As an energy efficiency advocate, I get excited when materials multitask. So when a recent study revealed that carbon fibers can function as battery electrodes while bearing a structural load, it piqued my curiosity. What if the hood of a car could double as a battery? What if an aircraft’s fuselage effectively stored energy? The possibilities are endless.
Carbon fiber composites are known to provide unparalleled lightweight structural solutions. However, they’ve also been recognized recently for their high electrochemical capacity and potential as negative electrodes for lithium-ion batteries. This combination of structural strength and electrochemical capacity has inspired researchers to explore carbon fiber’s potential to provide “mass-less” energy storage.
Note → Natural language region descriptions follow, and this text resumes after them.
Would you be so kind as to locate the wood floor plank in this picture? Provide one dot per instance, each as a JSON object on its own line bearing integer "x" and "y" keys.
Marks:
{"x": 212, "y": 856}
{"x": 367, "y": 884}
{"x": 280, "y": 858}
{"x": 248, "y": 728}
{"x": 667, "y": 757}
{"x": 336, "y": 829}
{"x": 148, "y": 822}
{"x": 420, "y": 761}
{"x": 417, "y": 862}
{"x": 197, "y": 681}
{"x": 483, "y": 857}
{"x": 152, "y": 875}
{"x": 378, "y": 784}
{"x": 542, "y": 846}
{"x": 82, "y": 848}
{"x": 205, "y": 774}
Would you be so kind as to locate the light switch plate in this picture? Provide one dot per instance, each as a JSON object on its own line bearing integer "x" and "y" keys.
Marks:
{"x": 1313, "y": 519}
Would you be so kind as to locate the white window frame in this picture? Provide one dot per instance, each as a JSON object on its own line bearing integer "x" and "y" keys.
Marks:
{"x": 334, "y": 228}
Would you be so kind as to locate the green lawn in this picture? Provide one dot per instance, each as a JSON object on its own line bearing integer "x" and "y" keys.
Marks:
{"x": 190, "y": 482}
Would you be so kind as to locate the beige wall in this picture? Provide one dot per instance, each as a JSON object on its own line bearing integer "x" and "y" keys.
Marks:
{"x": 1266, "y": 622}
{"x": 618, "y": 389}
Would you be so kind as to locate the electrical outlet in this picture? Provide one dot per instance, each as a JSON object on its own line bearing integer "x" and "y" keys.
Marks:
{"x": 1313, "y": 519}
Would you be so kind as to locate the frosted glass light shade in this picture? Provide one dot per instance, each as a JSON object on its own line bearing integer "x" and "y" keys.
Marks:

A team of researchers from Chalmers University of Technology in Sweden recently investigated the microstructure of carbon fibers. Their study determined that these fibers are able to function as electrodes in a lithium-ion battery and that the fiber’s structure affects its electrochemical properties.
Carbon fibers with small and less organized crystals showed good electrochemical properties but reduced structural stiffness, whereas carbon fibers with large, well-organized crystals offered better stiffness but less effective electrochemical properties. The ideal microstructure for carbon fiber energy storage, therefore, lies somewhere in between.
“We now know how multifunctional carbon fibres should be manufactured to attain a high energy storage capacity, while also ensuring sufficient stiffness,” Leif Asp, Professor of Material and Computational Mechanics at Chalmers University of Technology, stated in a press release. “A slight reduction in stiffness is not a problem for many applications such as cars. The market is currently dominated by expensive carbon fibre composites whose stiffness is tailored to aircraft use. There is therefore some potential here for carbon fibre manufacturers to extend their utilisation.”
The ability to store electrical energy intrinsically in a structural component could impact the electrification of transportation. Do you think that multifunctional materials such as this may influence the design of electric vehicles of the future?